(Reuters) - Portland Mayor Ted Wheeler said he planned to move out of his apartment after repeated protests outside his building demanding he resign over his handling of months of anti-racism protests in the Oregon city, according to a report.
In a Tuesday email, Wheeler told residents of the building in downtown Portland it would be best for their safety if he found a new home, The Oregonian newspaper reported on its website.
“I want to express my sincere apologies for the damage to our home and the fear that you are experiencing due to my position,” Wheeler wrote, according to a screenshot of the email sent to The Oregonian.
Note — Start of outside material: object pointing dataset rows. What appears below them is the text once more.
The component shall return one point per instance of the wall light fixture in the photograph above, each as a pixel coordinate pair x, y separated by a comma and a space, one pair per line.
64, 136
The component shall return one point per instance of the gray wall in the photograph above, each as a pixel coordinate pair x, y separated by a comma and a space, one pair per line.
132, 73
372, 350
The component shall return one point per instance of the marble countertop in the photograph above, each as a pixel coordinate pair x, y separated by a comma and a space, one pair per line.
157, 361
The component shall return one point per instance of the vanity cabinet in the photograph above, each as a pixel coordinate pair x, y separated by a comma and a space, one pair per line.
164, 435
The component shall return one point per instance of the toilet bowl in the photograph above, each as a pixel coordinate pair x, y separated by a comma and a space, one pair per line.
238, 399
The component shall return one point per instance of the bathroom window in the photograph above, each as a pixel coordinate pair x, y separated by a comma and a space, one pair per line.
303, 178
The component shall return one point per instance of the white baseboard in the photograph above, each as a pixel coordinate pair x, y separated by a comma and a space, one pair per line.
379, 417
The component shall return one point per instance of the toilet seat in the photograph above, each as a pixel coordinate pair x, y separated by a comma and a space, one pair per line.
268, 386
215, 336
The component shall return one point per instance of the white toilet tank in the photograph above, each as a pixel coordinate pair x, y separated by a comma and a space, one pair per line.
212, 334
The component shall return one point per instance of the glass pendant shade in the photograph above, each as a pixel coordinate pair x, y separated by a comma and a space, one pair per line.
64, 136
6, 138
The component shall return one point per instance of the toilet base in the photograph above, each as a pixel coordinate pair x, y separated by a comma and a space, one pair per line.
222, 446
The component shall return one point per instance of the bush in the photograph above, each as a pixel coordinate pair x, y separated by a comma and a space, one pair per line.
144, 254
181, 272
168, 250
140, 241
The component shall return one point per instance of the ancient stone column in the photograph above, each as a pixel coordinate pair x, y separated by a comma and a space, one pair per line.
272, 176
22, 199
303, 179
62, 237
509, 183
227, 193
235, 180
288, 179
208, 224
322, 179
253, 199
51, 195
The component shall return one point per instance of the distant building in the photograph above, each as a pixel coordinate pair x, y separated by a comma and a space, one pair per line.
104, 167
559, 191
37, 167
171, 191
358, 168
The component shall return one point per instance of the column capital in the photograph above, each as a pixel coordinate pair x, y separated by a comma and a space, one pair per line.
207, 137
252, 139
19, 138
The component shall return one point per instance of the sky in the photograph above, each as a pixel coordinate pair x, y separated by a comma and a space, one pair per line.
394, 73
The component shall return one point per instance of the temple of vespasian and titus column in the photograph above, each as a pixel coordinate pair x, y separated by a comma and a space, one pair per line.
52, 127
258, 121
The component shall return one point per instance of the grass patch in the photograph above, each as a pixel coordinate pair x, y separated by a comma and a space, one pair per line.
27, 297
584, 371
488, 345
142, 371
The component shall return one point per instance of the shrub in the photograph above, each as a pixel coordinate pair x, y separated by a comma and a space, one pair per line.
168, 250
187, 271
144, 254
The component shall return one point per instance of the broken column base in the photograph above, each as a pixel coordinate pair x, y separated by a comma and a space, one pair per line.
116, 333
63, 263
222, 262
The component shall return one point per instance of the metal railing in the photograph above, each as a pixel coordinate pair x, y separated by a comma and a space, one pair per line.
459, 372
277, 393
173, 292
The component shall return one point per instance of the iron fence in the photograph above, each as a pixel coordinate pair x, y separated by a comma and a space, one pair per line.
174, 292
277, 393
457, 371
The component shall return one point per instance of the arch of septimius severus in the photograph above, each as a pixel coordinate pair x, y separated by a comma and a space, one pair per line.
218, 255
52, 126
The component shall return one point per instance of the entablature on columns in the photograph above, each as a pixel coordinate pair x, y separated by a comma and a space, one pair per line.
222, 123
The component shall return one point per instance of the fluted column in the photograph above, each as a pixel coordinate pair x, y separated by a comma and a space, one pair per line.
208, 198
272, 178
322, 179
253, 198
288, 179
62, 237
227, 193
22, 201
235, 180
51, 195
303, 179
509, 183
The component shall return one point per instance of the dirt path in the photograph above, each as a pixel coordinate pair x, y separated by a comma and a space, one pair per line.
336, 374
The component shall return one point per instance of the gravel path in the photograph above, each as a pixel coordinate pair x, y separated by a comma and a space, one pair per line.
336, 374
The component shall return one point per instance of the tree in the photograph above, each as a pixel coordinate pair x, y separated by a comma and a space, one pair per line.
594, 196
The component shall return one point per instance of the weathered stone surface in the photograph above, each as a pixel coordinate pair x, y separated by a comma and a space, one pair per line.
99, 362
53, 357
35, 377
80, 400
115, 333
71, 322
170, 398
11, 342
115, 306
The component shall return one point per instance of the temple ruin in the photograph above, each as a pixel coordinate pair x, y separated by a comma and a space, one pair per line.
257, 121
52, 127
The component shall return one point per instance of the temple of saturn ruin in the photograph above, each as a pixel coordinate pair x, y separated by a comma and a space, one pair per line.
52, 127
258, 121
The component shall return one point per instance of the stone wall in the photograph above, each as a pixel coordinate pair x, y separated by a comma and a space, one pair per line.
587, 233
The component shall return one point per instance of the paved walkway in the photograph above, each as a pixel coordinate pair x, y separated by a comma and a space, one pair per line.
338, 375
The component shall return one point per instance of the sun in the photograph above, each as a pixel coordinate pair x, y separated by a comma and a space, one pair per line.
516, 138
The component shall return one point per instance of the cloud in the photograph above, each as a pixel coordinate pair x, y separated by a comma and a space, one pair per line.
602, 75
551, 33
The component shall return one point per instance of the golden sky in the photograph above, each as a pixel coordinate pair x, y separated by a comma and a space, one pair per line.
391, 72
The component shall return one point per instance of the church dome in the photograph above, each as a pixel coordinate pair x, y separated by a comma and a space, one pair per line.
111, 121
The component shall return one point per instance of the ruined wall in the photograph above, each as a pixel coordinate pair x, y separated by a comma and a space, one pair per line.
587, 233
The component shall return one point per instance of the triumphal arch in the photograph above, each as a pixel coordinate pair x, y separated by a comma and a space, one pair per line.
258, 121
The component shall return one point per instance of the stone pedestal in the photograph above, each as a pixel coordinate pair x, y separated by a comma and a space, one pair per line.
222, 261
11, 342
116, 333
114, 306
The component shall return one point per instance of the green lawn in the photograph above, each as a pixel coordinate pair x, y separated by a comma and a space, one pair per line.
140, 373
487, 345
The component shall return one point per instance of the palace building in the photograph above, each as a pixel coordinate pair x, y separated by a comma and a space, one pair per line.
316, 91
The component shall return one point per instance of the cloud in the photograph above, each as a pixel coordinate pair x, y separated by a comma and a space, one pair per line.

Wheeler’s office did not immediately respond to a request for comment.
Portland has seen over 90 days of protests calling for policing and social justice reforms since the killing of George Floyd, a 46-year-old Black man, by police in Minneapolis on May 25.
Demonstrators have gathered outside Wheeler’s building calling for him to step down over police violence, including the use of tear gas against demonstrators.
Police declared a riot on Monday and arrested 19 people as some graffitied the walls of the building, smashed windows and threw burning material inside, Portland Police said.
President Donald Trump has seized on civil unrest in Portland and other cities to criticize Democratic leaders and call for “law and order” ahead of the Nov. 3 election.
“Mayor Wheeler just got harassed out of his own home in Portland by so-called “friendly protesters”. The Anarchists, Agitators and Looters treat him HORRIBLY, even though he is so nice and respectful to them. Criminals only understand strength!,” Trump tweeted on Wednesday.
Wheeler, who has blamed Trump for stoking clashes, on Tuesday asked the city to join him in “denouncing violence” after a Trump supporter was shot dead in Portland on Saturday.